Pembangunan yang harusnya selesai tahun 2024 akan tetapi sampai 2025 nyatanya belum juga selesai. Tentu saja hal ini menimbulkan pertanyaan, sejauh tata kelola anggaran dari pihak pemerintah desa setempat sehingga pembangunan tersebut diduga mangkrak. terlebih diduga ada pembiaran baik dari BPD selaku kontroling juga tim monev kecamatan pulosari terkait persoalan ini.
Pada saat awak media mendatangi lokasi pembangunan MCK di kp.kalapa luhur desa kaduhejo bangunan belum juga beres.
Sementara itu , berdasarkan hasil wawancara dengan warga sekitar yang enggan dipublis namanya menuturkan, bahwa proyek MCK itu mangkrak.
“sepertinya tidak berjalan pembangunan proyek Mck itu, karena Pasir dan Semen dan biaya upah tukang belum lunas,s ehingga mereka tidak lanjut bangun.” ucap warga yang enggan disebut namanya.

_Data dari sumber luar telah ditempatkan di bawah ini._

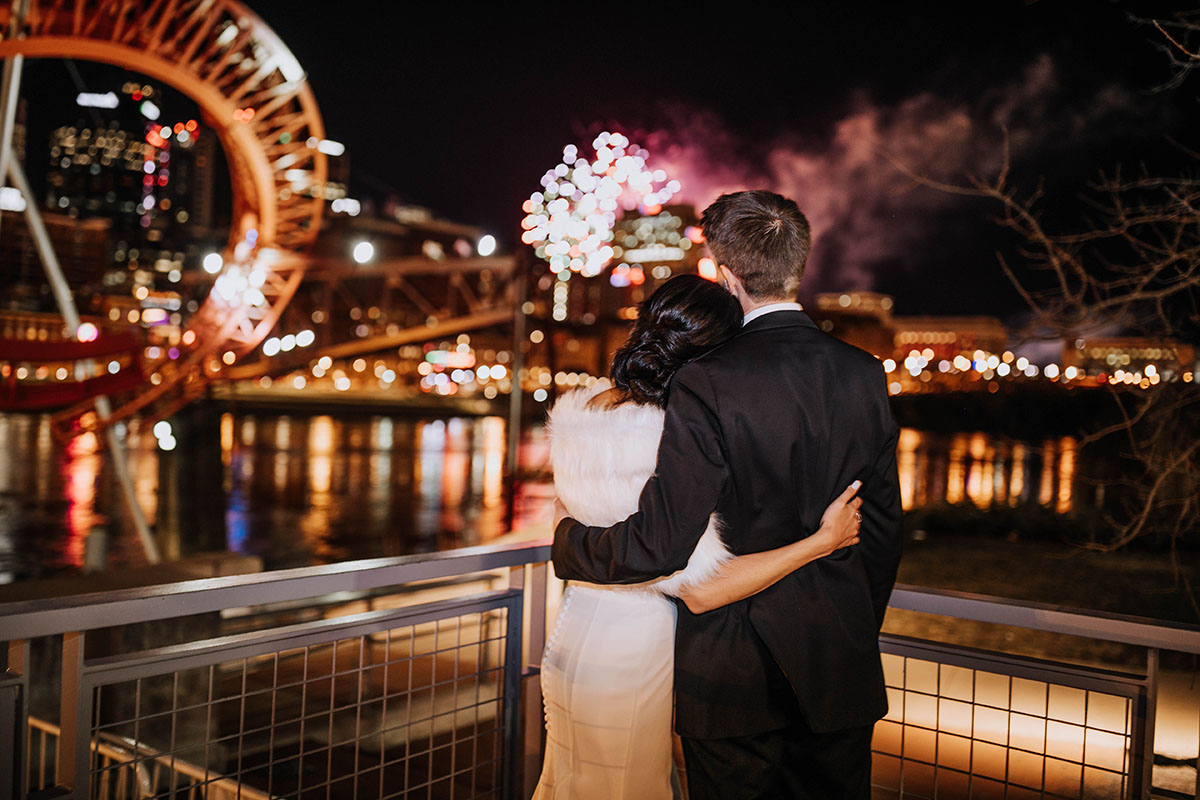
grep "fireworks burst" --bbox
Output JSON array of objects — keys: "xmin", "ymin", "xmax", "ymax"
[{"xmin": 521, "ymin": 131, "xmax": 680, "ymax": 278}]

Pada saat di hubungi awak media Enjen kepala desa kaduhejo, membenarkan terkait pembangunan MCK yang menggunakan Dana Desa tahap 2 tahun 2024
“‘keur di kerjakeun ayeuna kedah beres, tara diborongken kwalitas kurang bagus, diborongken sok teu sesuai teu bagus sebab hayang gera beres, loba teu diberesken finisingna.” ucpanya kades
(Tidak diborongkan kalau di borongan biasanya pengen cepet cepet beres dan kualitas nya juga kurang baik ucap Enjen kades Kadu hejo)
Sementara itu ditempat terpisah pekerja yang mengerjakan bangunan proyek MCK menyampaikan bahwa pekerja juga belum dibayarkan semua upahnya.
“Ada yang baru dikasih 200 ribu ada yang 300 ribu dan pekerjaan ya diborongkan sebesar 5 juta dan pekerjaan sudah 10 hari.” Katanya.
Dari pernyataan kepala desa kadu hejo dengan pengakuan pekerja sangat kontradiktif, kades mengklaim bahwa pekerjaan tidak sistem borongan tetapi menurut penuturan pekerja, proyek tersebut borongan.
Menanggapi hal itu, Sanan ketua PBSR BANTEN menyampaikan kepada awak media Ini sangat ironis dan harus menjadi catatan inspektorat dan DPMPD harus segera memanggil oknum kepala desa kaduhejo kecamatan pulosari.
“Inspektorat harus memeriksa atau mengaudit pekerjaan tersebut biar tidak menjadi ajang Bancakan.” Kata sanan.